Meat alternative labeling wars: State action vs. federal preemption

Significant growth of the plant-based meat market has led to an explosion of legislative efforts related to labeling.

Market growth and investment in the areas of plant-based meat (PBM) products and cell-cultured meat (CCM) products continues to expand in size and scope at staggering levels. Last year, U.S. PBM product retail sales increased 17% to exceed $3.7 billion—with 20% to 30% growth expectations per year. By 2023, forecasters predict the worldwide market share will exceed $22.9 billion.

While no CCM products are currently on the market, 12 CCM companies raised more than $50 million last year. One company announced plans to enter the market this year assuming it clears regulatory hurdles by being the first CCM company to submit its label to USDA’s Food Safety and Inspection Service (FSIS) for review.

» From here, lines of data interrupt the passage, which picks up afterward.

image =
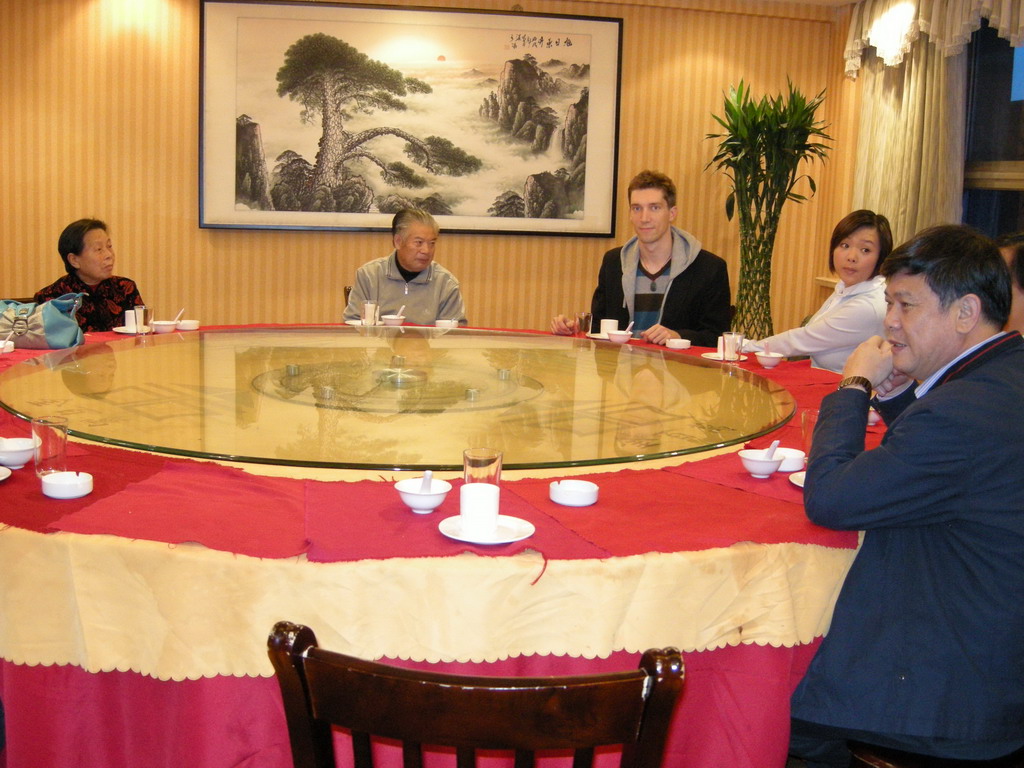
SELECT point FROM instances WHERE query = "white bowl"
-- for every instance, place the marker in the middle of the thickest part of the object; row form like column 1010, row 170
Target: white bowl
column 793, row 459
column 67, row 484
column 15, row 452
column 757, row 465
column 420, row 503
column 572, row 493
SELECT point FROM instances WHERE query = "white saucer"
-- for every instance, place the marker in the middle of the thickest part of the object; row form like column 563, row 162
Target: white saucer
column 509, row 529
column 717, row 356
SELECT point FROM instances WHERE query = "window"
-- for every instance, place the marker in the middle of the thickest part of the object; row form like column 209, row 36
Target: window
column 993, row 178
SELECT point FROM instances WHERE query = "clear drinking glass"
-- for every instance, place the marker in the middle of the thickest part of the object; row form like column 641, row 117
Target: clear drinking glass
column 50, row 436
column 481, row 465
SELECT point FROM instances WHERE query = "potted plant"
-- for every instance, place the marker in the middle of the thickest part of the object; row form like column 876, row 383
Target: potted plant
column 761, row 151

Generally, PBM products are those that intend to replicate the tastes, textures and smells of animal tissue but only use plant-based materials. In contrast, CCM products are those grown from real animal tissue, such as tissue from beef, pork, poultry or seafood under controlled conditions using the actual cells from living animals. While PBM and CCM product manufacturing processes differ greatly, companies generally shape, package and label PBM and CCM products similar to their traditional counterparts already on the market and to consumers’ expectations.

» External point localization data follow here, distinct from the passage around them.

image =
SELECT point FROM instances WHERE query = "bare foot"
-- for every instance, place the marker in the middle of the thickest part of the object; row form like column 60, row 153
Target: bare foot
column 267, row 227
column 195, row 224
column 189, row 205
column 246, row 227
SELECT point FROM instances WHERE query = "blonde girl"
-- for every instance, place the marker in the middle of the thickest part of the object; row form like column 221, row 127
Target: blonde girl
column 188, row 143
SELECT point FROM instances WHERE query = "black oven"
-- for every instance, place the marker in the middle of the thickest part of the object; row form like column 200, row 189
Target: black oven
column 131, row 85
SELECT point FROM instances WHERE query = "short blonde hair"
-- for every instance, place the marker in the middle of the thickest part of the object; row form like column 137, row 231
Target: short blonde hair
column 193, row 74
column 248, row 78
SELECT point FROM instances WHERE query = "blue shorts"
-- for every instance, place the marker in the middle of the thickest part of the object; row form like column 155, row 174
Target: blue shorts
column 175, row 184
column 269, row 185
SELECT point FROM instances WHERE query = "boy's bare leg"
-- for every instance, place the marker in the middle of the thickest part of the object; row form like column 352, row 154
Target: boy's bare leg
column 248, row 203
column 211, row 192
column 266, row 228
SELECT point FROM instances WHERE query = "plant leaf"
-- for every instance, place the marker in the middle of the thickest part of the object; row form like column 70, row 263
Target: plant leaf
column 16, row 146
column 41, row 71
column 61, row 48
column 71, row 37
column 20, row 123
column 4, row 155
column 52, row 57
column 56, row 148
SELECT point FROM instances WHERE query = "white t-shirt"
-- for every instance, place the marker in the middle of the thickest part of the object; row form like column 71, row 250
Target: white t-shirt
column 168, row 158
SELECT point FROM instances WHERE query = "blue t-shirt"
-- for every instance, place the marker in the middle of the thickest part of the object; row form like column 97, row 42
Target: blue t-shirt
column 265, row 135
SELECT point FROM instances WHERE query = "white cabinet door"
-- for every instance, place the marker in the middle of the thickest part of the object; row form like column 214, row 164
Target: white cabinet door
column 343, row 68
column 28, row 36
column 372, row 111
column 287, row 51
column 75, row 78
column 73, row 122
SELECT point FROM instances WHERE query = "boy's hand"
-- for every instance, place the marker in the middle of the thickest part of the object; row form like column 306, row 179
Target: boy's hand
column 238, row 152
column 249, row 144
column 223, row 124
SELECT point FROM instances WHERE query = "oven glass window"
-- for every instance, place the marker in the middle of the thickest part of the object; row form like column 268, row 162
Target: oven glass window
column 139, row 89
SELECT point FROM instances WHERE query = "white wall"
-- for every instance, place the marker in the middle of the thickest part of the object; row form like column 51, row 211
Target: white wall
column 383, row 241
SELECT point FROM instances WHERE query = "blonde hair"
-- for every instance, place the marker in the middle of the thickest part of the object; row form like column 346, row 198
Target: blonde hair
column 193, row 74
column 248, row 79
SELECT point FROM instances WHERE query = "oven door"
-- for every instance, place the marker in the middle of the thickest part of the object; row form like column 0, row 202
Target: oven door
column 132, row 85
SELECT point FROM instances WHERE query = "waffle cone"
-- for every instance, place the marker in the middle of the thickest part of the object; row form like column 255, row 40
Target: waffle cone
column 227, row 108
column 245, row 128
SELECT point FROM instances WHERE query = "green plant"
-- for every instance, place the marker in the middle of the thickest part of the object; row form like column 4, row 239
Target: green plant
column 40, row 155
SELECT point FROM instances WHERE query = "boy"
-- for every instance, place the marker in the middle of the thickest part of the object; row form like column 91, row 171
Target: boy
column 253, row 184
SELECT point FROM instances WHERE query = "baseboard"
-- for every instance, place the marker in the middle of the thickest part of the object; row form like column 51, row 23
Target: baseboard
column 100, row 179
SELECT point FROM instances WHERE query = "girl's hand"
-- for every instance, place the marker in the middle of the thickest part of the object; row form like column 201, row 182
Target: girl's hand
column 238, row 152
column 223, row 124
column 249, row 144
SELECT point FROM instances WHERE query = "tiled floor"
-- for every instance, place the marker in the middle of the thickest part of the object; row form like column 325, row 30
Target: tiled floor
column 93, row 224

The paradox of success: The opposition awakens

The significant growth of the PBM market (and the expected growth of the CCM market) in such a short period has led to an explosion of legislative efforts related to PBM and CCM products, particularly concerning labeling.

At the federal level, FDA and USDA entered into a “formal agreement” on how the agencies intend to regulate CCM products. However, the agreement (at least in terms of labeling) is hypothetical in nature since FDA and USDA haven’t announced final regulatory oversight. Additionally, we are unaware of either FDA or USDA taking significant enforcement actions based on CCM or PBM product labeling.

Insignificant action at the federal level has led to a wave of state-led initiatives to restrict and/or ban PBM and CCM products from using standards of identity nomenclature on labeling, which mostly falls under USDA’s jurisdiction (e.g., standards of identities, such as “ground beef,” “hot dog,” “chicken,” etc.).